After four years, years of incessant drain upon the resources of the Empire, Alaric prepared to renew his attempt on Rome. Stilicho was dead. Possibly he had deserved his fate, for he had certainly cherished ambitions which did not become a loyal subject. But there was no one to take his place at the head of the legions. Certainly Alaric met with no opposition as he marched through Italy, finally pitching his camp under the walls of Rome. Resistance was impossible; it only remained to see what was the smallest price at which the enemy could be bought off. Two envoys from the Senate approached the king. They began by counselling prudence. It would be well, they said, if Alaric did not drive a brave and numerous people to despair. "The thicker the hay, the easier to mow," was the king's answer. When asked to name the ransom which he was willing to accept, he declared that he must have all the gold and silver that they possessed, all their valuables, and all the slaves of barbarian birth. "What then do you leave us?" was the question which the envoys in their consternation put to him. "Your lives," he answered. In the end, however, he consented to a compromise, by which he was to receive five thousand pounds of gold, thirty thousand pounds of silver, and a quantity of precious articles, silk, cloth, and spices.

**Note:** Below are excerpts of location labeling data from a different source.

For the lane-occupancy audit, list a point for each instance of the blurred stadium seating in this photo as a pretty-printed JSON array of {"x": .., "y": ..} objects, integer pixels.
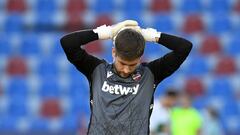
[{"x": 41, "y": 91}]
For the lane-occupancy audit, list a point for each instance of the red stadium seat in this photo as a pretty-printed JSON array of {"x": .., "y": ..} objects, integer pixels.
[
  {"x": 237, "y": 6},
  {"x": 193, "y": 24},
  {"x": 103, "y": 19},
  {"x": 225, "y": 66},
  {"x": 210, "y": 45},
  {"x": 16, "y": 6},
  {"x": 16, "y": 66},
  {"x": 161, "y": 6},
  {"x": 74, "y": 7},
  {"x": 194, "y": 87},
  {"x": 73, "y": 23},
  {"x": 51, "y": 108}
]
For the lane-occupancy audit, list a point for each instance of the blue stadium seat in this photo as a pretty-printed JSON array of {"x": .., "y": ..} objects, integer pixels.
[
  {"x": 197, "y": 66},
  {"x": 230, "y": 107},
  {"x": 5, "y": 46},
  {"x": 220, "y": 24},
  {"x": 200, "y": 102},
  {"x": 39, "y": 125},
  {"x": 30, "y": 45},
  {"x": 219, "y": 6},
  {"x": 48, "y": 67},
  {"x": 49, "y": 88},
  {"x": 191, "y": 6},
  {"x": 221, "y": 87},
  {"x": 46, "y": 6},
  {"x": 135, "y": 16},
  {"x": 103, "y": 6},
  {"x": 8, "y": 123},
  {"x": 133, "y": 6},
  {"x": 14, "y": 23},
  {"x": 163, "y": 23},
  {"x": 45, "y": 24},
  {"x": 233, "y": 48},
  {"x": 18, "y": 107}
]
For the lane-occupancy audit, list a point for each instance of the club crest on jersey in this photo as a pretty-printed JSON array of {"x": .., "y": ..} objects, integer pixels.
[
  {"x": 118, "y": 89},
  {"x": 136, "y": 77},
  {"x": 109, "y": 73}
]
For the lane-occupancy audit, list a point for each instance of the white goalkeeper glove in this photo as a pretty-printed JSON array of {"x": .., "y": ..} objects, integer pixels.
[
  {"x": 107, "y": 32},
  {"x": 150, "y": 34}
]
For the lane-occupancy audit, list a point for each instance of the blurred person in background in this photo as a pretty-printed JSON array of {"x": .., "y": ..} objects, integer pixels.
[
  {"x": 160, "y": 118},
  {"x": 185, "y": 119},
  {"x": 211, "y": 124}
]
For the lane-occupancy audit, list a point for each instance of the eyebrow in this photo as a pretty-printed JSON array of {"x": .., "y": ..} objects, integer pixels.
[{"x": 127, "y": 64}]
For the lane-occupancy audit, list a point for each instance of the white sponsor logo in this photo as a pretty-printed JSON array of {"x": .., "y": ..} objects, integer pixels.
[
  {"x": 109, "y": 73},
  {"x": 119, "y": 89}
]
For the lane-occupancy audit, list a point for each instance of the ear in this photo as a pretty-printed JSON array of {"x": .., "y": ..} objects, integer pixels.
[{"x": 113, "y": 53}]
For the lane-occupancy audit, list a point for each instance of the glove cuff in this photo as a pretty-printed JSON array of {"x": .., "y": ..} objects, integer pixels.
[{"x": 104, "y": 32}]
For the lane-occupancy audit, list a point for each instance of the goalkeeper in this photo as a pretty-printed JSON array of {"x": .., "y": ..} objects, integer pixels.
[{"x": 121, "y": 93}]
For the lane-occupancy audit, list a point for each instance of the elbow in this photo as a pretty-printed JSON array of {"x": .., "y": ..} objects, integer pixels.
[
  {"x": 63, "y": 41},
  {"x": 189, "y": 46}
]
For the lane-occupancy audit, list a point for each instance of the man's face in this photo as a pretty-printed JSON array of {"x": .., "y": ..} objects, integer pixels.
[
  {"x": 124, "y": 67},
  {"x": 172, "y": 101}
]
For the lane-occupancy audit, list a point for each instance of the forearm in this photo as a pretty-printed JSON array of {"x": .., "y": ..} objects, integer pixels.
[
  {"x": 78, "y": 38},
  {"x": 177, "y": 44}
]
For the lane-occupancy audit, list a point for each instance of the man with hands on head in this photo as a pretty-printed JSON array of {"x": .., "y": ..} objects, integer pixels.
[{"x": 121, "y": 93}]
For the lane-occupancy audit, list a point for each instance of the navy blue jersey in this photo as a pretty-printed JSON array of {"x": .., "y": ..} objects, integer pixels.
[{"x": 122, "y": 106}]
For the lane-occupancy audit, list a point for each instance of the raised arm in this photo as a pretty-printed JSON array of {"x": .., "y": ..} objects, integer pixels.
[
  {"x": 166, "y": 65},
  {"x": 71, "y": 44}
]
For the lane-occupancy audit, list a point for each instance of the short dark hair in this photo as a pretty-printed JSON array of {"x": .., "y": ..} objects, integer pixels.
[{"x": 129, "y": 44}]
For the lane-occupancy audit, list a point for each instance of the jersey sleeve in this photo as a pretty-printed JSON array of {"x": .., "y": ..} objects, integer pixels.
[
  {"x": 71, "y": 44},
  {"x": 170, "y": 62}
]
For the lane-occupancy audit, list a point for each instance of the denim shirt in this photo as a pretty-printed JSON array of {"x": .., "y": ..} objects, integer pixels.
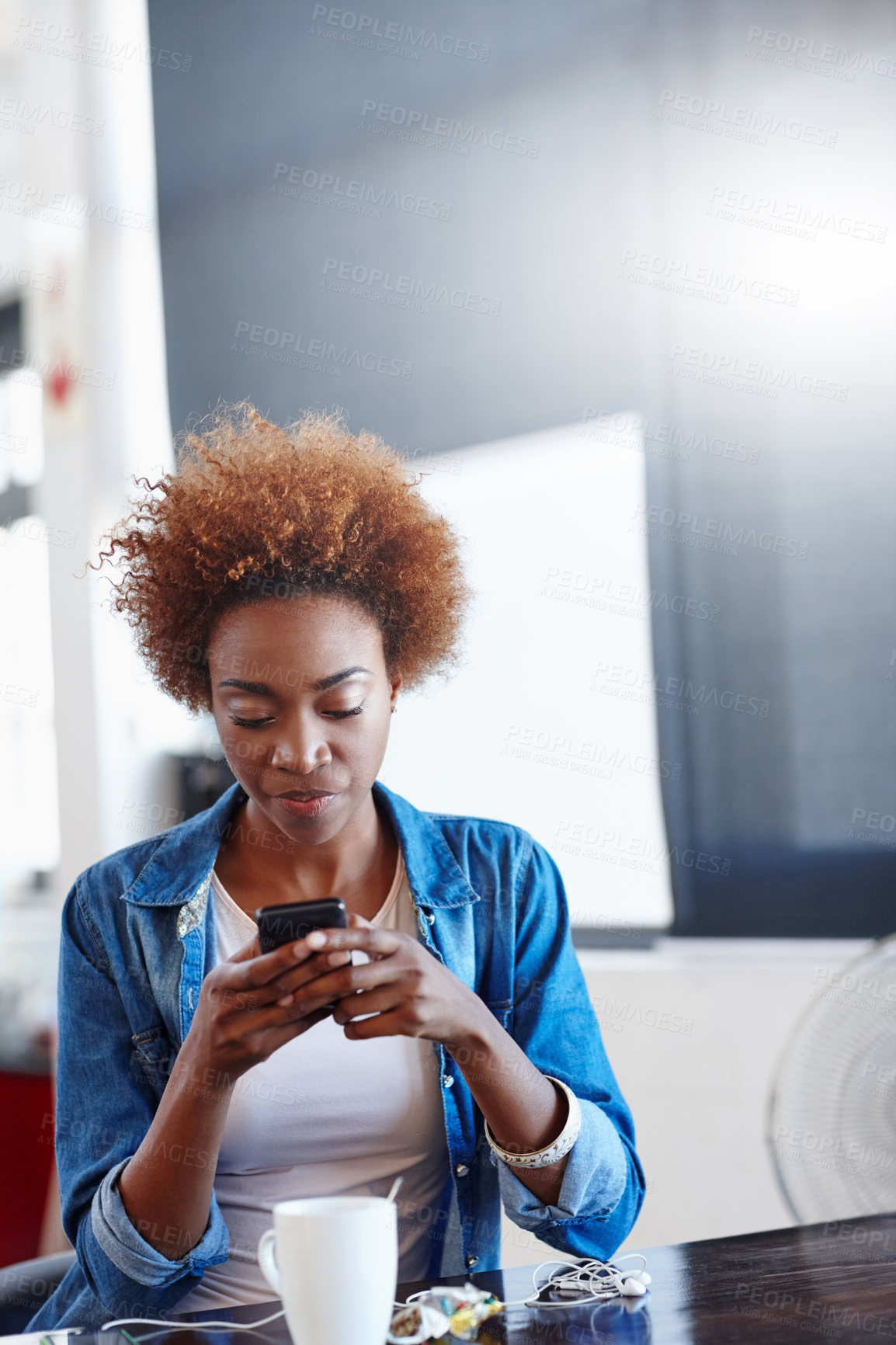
[{"x": 137, "y": 939}]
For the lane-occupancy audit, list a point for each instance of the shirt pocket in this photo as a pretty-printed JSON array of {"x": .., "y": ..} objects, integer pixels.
[{"x": 152, "y": 1058}]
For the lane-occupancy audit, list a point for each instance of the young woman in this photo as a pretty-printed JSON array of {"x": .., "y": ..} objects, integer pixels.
[{"x": 293, "y": 582}]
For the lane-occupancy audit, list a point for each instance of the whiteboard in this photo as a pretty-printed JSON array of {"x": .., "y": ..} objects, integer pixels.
[{"x": 550, "y": 722}]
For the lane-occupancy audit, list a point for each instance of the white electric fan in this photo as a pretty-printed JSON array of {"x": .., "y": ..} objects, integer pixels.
[{"x": 832, "y": 1115}]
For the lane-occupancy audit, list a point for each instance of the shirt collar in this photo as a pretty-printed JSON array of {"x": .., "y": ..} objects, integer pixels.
[{"x": 186, "y": 856}]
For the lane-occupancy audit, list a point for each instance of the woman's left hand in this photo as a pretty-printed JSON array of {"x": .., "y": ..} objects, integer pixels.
[{"x": 409, "y": 992}]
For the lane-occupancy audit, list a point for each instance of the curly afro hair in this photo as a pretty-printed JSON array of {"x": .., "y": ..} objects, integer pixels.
[{"x": 308, "y": 507}]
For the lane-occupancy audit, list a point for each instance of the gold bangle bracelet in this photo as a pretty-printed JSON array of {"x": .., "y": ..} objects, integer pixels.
[{"x": 557, "y": 1149}]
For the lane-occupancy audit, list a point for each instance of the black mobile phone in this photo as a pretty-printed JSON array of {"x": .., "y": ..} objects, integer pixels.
[{"x": 295, "y": 919}]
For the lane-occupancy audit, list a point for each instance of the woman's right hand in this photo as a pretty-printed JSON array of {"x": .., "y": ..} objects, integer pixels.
[{"x": 238, "y": 1021}]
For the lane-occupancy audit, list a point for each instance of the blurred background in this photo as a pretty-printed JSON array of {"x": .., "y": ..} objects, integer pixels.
[{"x": 616, "y": 277}]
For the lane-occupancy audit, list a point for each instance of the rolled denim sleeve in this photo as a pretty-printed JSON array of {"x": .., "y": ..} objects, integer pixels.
[
  {"x": 132, "y": 1255},
  {"x": 554, "y": 1024},
  {"x": 104, "y": 1109}
]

The respite thus purchased was but brief. The ministers of the Emperor, safe themselves in the fortress of Ravenna, behaved with a strange mixture of weakness and treachery. Their crowning act of folly was to permit a barbarian chief in their pay to make an unprovoked attack on a detachment of Goths. This was indeed destroyed, but the victory was dearly purchased. Alaric, justly indignant at such behaviour, broke off all negotiations, and marched on Rome. The Senate prepared to make all the resistance possible. But nothing was really done. Some traitors within the city opened one of the gates, and the Goths made their way into the city, which was given over to slaughter and plunder for six days. Rome may be said to have thus lost for ever her claim to rule the world. But her cup of humiliation was not yet full.

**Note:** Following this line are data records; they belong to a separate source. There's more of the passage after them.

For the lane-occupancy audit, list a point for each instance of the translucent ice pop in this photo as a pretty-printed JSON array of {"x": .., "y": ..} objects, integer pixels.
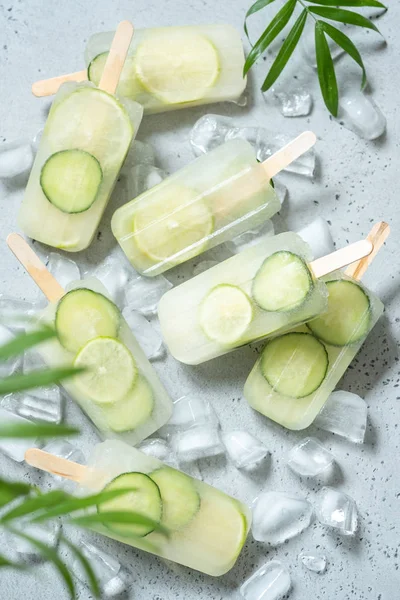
[
  {"x": 169, "y": 67},
  {"x": 211, "y": 200},
  {"x": 207, "y": 528},
  {"x": 120, "y": 391},
  {"x": 298, "y": 370},
  {"x": 85, "y": 140},
  {"x": 260, "y": 292}
]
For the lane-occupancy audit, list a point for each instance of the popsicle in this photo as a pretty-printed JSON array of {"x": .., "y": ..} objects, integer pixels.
[
  {"x": 298, "y": 370},
  {"x": 168, "y": 67},
  {"x": 210, "y": 201},
  {"x": 120, "y": 391},
  {"x": 85, "y": 140},
  {"x": 207, "y": 528},
  {"x": 260, "y": 292}
]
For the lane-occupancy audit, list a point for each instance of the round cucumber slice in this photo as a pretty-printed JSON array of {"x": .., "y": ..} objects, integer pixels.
[
  {"x": 172, "y": 220},
  {"x": 225, "y": 314},
  {"x": 128, "y": 86},
  {"x": 111, "y": 370},
  {"x": 177, "y": 68},
  {"x": 83, "y": 315},
  {"x": 348, "y": 318},
  {"x": 282, "y": 283},
  {"x": 144, "y": 499},
  {"x": 132, "y": 411},
  {"x": 294, "y": 364},
  {"x": 70, "y": 180},
  {"x": 91, "y": 120},
  {"x": 180, "y": 499}
]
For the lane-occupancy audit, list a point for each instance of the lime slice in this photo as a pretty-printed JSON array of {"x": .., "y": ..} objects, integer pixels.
[
  {"x": 111, "y": 370},
  {"x": 178, "y": 67},
  {"x": 225, "y": 314},
  {"x": 91, "y": 120},
  {"x": 173, "y": 222}
]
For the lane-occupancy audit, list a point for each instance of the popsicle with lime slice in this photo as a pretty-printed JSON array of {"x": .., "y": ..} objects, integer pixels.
[
  {"x": 206, "y": 528},
  {"x": 211, "y": 200},
  {"x": 258, "y": 293},
  {"x": 168, "y": 68},
  {"x": 85, "y": 140},
  {"x": 119, "y": 389},
  {"x": 297, "y": 371}
]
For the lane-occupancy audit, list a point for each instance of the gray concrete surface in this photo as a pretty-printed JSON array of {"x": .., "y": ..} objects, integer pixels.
[{"x": 357, "y": 183}]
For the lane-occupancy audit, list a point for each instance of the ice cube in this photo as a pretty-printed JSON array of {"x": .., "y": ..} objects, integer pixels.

Alaric did not long survive the conquest of Rome. He died in the same year, and was buried—so, indeed, the story runs—in the channel of a stream whose waters had been diverted for the time, the labourers who performed the work being slaughtered to keep the secret of his resting-place from being ever divulged.

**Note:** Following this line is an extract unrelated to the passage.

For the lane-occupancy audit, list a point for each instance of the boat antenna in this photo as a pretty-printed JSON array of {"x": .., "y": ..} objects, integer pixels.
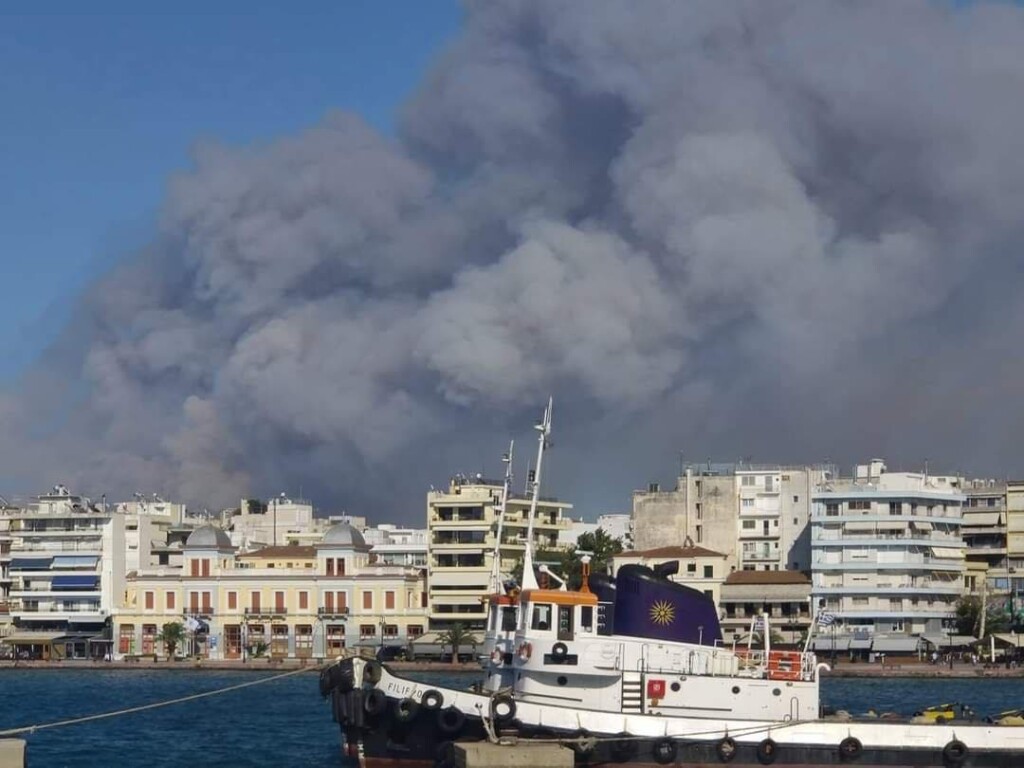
[
  {"x": 528, "y": 577},
  {"x": 496, "y": 570}
]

But Rome was to fall into the power of a conqueror yet more powerful and more ferocious. Attila was a Hun, and is said to have even exaggerated in his personal appearance all the characteristic deformities of his race. The boundaries of the Empire can hardly be defined, but it is certain that it was of enormous extent. It is scarcely an exaggeration to say that it reached from China to the Rhine. The hosts that followed him were almost beyond counting. For once the incredible numbers in which the historians of antiquity delight were no exaggeration. It is probably a modest estimate of his host to say that it consisted of half a million combatants.

Attila and Leo.

Powerful as he was, the king of the Huns was not permitted to pursue his course without opposition. Rome could still produce or rather adopt great soldiers—Aëtius, the great antagonist of Attila, was a Scythian by birth as Stilicho was a Vandal—and great soldiers can always find men to follow them. In the earlier part of Attila's reign,[51] his operations were carried on within the limits of the Eastern Empire. In 450 he attacked the West, one of his pretexts being the refusal of the Emperor Valentinian III. of his proposals for the hand of the Princess Honoria. He crossed the Rhine with a huge army at Strasburg, and marched on Orleans. But Aëtius was prepared for him. A great battle was fought at Châlons-sur-Marne, the last successful effort of the Roman arms. One of the notable features of the battle is the division of the Goths, the Ostrogoths following the standard of Attila, while the Visigoths fought for Rome. The loss of men amounted to between two and three hundred thousand, but it was not unequally divided. Aëtius could not prevent the retreat of Attila, who retired into Eastern Europe, where he spent some months in recruiting his army.